DwarFS

The Deduplicating Warp-speed Advanced Read-only File System.

A fast high compression read-only file system for Linux and Windows.

Overview
History
Building and Installing
Usage
Using the Libraries
Windows Support
- Building on Windows
macOS Support
- Building on macOS
Use Cases
- Astrophotography
Dealing with Bit Rot
Extended Attributes
Comparison
Performance Monitoring
Other Obscure Features
Stargazers over Time

Overview

Windows Screen Capture

Linux Screen Capture

DwarFS is a read-only file system with a focus on achieving very high compression ratios in particular for very redundant data.

This probably doesn't sound very exciting, because if it's redundant, it should compress well. However, I found that other read-only, compressed file systems don't do a very good job at making use of this redundancy. See here for a comparison with other compressed file systems.

DwarFS also doesn't compromise on speed and for my use cases I've found it to be on par with or perform better than SquashFS. For my primary use case, DwarFS compression is an order of magnitude better than SquashFS compression, it's 6 times faster to build the file system, it's typically faster to access files on DwarFS and it uses less CPU resources.

To give you an idea of what DwarFS is capable of, here's a quick comparison of DwarFS and SquashFS on a set of video files with a total size of 39 GiB. The twist is that each unique video file has two sibling files with a different set of audio streams (this is an actual use case).

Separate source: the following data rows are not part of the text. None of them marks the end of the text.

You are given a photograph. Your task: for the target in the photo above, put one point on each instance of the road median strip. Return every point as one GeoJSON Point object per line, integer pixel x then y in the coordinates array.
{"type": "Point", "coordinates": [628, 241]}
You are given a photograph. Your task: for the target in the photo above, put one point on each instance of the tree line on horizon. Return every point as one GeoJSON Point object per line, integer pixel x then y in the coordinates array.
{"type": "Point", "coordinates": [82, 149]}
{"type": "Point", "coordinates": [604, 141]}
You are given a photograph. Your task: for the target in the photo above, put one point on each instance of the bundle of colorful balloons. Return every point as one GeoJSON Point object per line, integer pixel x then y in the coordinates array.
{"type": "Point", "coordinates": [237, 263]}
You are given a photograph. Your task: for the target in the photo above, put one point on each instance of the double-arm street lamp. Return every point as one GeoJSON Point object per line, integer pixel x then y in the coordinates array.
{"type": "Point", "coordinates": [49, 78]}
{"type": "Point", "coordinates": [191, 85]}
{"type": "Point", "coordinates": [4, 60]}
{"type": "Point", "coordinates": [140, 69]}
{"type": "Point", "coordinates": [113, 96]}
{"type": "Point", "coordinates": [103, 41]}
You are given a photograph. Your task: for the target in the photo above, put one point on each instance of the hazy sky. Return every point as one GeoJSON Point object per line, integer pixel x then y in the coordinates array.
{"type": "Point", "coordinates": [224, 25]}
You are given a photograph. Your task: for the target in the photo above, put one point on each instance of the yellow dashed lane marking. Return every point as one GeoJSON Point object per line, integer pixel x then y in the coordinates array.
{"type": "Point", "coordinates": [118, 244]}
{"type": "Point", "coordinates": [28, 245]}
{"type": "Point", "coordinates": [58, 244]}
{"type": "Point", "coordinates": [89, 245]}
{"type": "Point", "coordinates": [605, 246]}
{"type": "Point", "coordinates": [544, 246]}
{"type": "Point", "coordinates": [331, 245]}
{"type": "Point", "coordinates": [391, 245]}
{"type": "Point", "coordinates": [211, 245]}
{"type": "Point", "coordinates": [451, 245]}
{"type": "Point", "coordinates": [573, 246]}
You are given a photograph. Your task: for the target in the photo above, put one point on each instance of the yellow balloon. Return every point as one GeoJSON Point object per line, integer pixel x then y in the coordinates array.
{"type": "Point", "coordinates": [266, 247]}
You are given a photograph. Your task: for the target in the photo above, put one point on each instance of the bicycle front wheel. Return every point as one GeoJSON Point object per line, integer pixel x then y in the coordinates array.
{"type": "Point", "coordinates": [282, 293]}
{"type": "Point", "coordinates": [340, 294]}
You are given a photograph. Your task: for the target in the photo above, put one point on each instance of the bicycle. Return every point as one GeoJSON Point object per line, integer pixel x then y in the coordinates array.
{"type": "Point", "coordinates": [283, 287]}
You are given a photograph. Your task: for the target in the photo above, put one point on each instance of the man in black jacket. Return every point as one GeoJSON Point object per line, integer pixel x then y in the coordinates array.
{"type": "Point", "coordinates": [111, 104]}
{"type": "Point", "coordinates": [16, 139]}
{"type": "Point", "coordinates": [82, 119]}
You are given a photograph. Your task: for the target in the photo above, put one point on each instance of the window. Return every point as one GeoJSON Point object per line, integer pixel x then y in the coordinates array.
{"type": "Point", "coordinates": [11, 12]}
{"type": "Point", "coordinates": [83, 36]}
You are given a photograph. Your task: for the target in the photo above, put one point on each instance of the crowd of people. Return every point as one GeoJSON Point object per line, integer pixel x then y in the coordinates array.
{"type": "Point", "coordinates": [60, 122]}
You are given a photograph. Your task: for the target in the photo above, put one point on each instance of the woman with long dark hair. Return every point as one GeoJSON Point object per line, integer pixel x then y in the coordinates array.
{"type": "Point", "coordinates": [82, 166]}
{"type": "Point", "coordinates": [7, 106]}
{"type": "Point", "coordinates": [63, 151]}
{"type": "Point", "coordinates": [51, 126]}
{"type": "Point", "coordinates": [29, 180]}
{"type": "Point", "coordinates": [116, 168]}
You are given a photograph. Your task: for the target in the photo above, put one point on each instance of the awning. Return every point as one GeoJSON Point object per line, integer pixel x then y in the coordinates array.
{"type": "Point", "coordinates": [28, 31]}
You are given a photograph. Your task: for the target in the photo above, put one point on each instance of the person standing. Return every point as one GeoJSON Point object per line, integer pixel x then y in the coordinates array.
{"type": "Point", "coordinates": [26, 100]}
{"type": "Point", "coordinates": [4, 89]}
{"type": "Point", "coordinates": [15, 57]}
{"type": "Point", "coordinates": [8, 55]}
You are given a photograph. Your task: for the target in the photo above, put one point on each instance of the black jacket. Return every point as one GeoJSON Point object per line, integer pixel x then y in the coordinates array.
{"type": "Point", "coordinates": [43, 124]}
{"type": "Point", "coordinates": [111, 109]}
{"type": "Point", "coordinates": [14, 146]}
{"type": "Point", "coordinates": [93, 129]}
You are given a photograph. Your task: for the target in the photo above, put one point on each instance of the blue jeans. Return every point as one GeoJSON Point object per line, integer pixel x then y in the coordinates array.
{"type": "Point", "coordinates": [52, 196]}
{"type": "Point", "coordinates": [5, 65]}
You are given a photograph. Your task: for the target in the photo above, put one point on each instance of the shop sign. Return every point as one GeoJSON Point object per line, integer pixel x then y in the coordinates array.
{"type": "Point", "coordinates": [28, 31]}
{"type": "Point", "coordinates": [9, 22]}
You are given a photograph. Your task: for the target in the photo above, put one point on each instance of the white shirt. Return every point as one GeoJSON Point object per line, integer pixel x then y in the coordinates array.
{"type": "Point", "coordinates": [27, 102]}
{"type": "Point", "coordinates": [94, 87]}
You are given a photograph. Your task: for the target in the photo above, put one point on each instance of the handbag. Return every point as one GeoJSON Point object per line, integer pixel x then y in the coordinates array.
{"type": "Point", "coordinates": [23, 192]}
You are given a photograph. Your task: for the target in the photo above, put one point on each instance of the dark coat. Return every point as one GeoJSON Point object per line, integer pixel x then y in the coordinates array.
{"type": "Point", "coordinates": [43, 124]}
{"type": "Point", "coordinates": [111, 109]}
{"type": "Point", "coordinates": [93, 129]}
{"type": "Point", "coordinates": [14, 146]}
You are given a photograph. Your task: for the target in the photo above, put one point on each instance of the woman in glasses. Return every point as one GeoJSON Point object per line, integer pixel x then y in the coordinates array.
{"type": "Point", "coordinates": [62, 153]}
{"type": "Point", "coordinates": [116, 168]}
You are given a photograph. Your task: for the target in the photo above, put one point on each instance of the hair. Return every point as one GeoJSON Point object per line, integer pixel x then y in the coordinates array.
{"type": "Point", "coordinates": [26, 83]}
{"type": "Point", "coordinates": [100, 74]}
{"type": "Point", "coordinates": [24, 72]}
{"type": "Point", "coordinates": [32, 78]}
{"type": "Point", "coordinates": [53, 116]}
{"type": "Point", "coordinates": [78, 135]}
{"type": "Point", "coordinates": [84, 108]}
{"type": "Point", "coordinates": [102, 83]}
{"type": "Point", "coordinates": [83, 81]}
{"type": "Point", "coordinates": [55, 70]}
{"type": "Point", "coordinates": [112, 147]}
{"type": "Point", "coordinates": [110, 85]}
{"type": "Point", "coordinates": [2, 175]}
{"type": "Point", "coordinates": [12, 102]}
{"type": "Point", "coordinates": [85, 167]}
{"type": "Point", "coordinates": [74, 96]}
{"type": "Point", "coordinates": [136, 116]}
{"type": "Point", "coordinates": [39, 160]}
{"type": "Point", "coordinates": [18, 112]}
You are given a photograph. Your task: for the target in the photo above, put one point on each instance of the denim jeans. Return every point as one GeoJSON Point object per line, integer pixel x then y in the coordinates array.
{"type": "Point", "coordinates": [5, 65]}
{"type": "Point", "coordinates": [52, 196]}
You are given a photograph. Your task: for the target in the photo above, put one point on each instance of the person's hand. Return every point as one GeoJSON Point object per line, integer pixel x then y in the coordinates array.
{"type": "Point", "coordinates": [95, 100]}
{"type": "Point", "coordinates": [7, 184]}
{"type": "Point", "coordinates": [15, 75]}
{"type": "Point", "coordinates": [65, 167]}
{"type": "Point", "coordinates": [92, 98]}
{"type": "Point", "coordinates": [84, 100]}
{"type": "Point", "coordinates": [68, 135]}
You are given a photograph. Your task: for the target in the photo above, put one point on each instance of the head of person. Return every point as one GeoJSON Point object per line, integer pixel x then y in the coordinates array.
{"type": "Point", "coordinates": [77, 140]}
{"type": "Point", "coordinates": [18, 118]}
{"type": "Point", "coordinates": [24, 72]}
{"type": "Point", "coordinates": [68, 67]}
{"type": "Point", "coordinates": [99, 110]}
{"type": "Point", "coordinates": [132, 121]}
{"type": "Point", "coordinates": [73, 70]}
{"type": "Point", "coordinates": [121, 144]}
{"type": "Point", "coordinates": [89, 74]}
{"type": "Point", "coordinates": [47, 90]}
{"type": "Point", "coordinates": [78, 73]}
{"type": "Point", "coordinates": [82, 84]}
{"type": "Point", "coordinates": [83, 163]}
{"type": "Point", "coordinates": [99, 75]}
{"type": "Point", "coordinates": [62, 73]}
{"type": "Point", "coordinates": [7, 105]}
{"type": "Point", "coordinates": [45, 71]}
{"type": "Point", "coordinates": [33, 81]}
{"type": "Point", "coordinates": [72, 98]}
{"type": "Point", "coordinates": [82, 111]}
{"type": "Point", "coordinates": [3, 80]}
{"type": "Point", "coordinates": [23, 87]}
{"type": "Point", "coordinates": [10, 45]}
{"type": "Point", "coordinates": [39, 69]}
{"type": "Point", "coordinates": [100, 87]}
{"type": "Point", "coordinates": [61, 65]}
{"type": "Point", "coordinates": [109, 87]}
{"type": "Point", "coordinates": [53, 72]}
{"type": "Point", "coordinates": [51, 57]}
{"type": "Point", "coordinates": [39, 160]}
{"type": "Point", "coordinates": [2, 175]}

So there's redundancy in both the video and audio data, but as the streams are interleaved and identical blocks are typically very far apart, it's challenging to make use of that redundancy for compression. SquashFS essentially fails to compress the source data at all, whereas DwarFS is able to reduce the size by almost a factor of 3, which is close to the theoretical maximum:

$ du -hs dwarfs-video-test
39G     dwarfs-video-test
$ ls -lh dwarfs-video-test.*fs
-rw-r--r-- 1 mhx users 14G Jul  2 13:01 dwarfs-video-test.dwarfs
-rw-r--r-- 1 mhx users 39G Jul 12 09:41 dwarfs-video-test.squashfs

Furthermore, when mounting the SquashFS image and performing a random-read throughput test using fio-3.34, both squashfuse and squashfuse_ll top out at around 230 MiB/s:

$ fio --readonly --rw=randread --name=randread --bs=64k --direct=1 \
      --opendir=mnt --numjobs=4 --ioengine=libaio --iodepth=32 \
      --group_reporting --runtime=60 --time_based
[...]
   READ: bw=230MiB/s (241MB/s), 230MiB/s-230MiB/s (241MB/s-241MB/s), io=13.5GiB (14.5GB), run=60004-60004msec

In comparison, DwarFS manages to sustain random read rates of 20 GiB/s:

  READ: bw=20.2GiB/s (21.7GB/s), 20.2GiB/s-20.2GiB/s (21.7GB/s-21.7GB/s), io=1212GiB (1301GB), run=60001-60001msec

Distinct features of DwarFS are:

Clustering of files by similarity using a similarity hash function. This makes it easier to exploit the redundancy across file boundaries.
Segmentation analysis across file system blocks in order to reduce the size of the uncompressed file system. This saves memory when using the compressed file system and thus potentially allows for higher cache hit rates as more data can be kept in the cache.
Categorization framework to categorize files or even fragments of files and then process individual categories differently. For example, this allows you to not waste time trying to compress incompressible files or to compress PCM audio data using FLAC compression.
Highly multi-threaded implementation. Both the file system creation tool as well as the FUSE driver are able to make good use of the many cores of your system.

History

I started working on DwarFS in 2013 and my main use case and major motivation was that I had several hundred different versions of Perl that were taking up something around 30 gigabytes of disk space, and I was unwilling to spend more than 10% of my hard drive keeping them around for when I happened to need them.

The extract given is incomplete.